我现在已经通过这个代码近一百次了,没有找到答案,没有发现逻辑错误或错误计算,但是,正如我所知C#示例有效,这也应该。
编辑: 观察:在我看来,每当我传入的第二个值为1时,网络自动使输出方式太大(第二个输入所涉及的权重值对于我的口味来说太大了?),因此1 XOR 1是错误的,因为第二个值是1(参见上面的数据)。
编辑: 这是我刚刚运行的一个网络的初始权重(2个输入,2个隐藏,1个输出)
Initial Weight0 - 0.0372207039175555 Initial Weight1 - 0.01092082898831 Initial Weight2 - 0.0755334409791976 Initial Weight3 - 0.0866588755254634 Initial Weight4 - 0.0626101282471791 Initial Weight5 - 0.0365478269639425 Initial Weight6 - 0.0724486718699336 Initial Weight7 - 0.0320405319170095 Initial Weight8 - 0.0680674042692408
在132个时代之后(错误为0.001)
编辑:所以一个新的开发已经曝光,传递TrainingData时出现错误导致它识别1 XOR 1 = 1,但是,在修复此错误后,网络无法收集答案(运行100个网络,每个万个时期)我得到的最低MSE(均方误差)是Final Weight 0 = 0.432341693850932 Final Weight 1 = 0.338041456780997 Final Weight 2 = 1.0096817584107 Final Weight 3 = 0.839104863469981 Final Weight 4 = -0.275763414588823 Final Weight 5 = -0.171414938983027 Final Weight 6 = 1.26394969109634 Final Weight 7 = 0.998915778388676 Final Weight 8 = 0.549501870374428
当前纪元 - 9999:错误= 0.487600332892658,所需错误= 0.001
我记录了每个培训时期发送到网络的输入和输出,并确定它们现在都是正确的,所以现在看来网络似乎无法解决问题?
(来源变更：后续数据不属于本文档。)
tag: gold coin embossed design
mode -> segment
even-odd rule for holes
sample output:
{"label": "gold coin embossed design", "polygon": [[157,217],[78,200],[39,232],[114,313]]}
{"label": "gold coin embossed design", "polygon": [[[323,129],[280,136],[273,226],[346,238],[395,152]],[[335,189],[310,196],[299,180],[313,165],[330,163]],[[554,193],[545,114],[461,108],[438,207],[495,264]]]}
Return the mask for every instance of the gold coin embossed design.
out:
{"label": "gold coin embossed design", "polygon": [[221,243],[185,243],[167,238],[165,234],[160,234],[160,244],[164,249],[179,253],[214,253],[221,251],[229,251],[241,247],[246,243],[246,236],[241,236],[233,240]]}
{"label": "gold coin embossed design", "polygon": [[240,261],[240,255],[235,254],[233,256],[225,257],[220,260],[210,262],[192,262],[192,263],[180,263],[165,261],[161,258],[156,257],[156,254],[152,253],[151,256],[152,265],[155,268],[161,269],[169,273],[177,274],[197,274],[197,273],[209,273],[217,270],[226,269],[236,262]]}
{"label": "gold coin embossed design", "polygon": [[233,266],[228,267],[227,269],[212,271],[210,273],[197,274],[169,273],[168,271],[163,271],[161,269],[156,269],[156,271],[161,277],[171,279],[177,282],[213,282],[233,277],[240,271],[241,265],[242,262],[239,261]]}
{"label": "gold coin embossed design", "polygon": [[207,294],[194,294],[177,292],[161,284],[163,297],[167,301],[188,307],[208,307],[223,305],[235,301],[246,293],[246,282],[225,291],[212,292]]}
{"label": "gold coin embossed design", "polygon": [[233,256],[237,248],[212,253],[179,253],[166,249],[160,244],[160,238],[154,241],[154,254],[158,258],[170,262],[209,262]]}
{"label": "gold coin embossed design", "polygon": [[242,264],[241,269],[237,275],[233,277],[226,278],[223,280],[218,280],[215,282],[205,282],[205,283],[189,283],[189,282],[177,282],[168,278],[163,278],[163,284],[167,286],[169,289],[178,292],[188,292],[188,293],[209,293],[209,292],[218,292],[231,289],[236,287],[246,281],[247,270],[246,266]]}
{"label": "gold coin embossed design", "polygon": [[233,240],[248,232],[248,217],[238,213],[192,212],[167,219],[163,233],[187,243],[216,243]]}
另外,我正在将代码更新为我最新版本。 (2015年8月26日)
此代码中有新内容:
修复了1而不是0的复制索引。
可以确认现在正确复制了输入和所需输出。
编辑:网络的MSE现在实际上正在增加,这是初始错误:
0.467486419821747,
并且在10000个时代之后,
0.487600332892658,
整体错误随着
而增加0.020113913070917
...这让我相信我的训练程序或UpdateWeights程序都有问题......
编辑:我做的另一个观察是,网络的均方误差在2.5上升(当运行一个疯狂的长训练会使它移动那么多)该死的MSE上升而不是下降?编辑:在培训期间对网络输出的另一种观察
当前时代 - 233:错误= 0.802251346201161并且所需错误= 0.0001
当前时代 - 234:错误= 1.24798705066641,所需错误= 0.0001
当前时代 - 235:错误= 2.47206076545025,所需错误= 0.0001
当前时代 - 236:错误= 2.49999999811955,所需错误= 0.0001
从1.24急剧跳升到2.49,网络显然在与训练或体重变化有关的功能上出现错误。
答案 0 :(得分:0)
我怀疑你的代码中的原始程度是以度为单位的(因为你使用像-45.0这样的常量)而Delphi是以弧度工作的,所以无论你需要什么,你需要45(PI / 4)等等。很可能在训练期间你在达到所需精度之前,时间已用完,因为函数可能超出范围。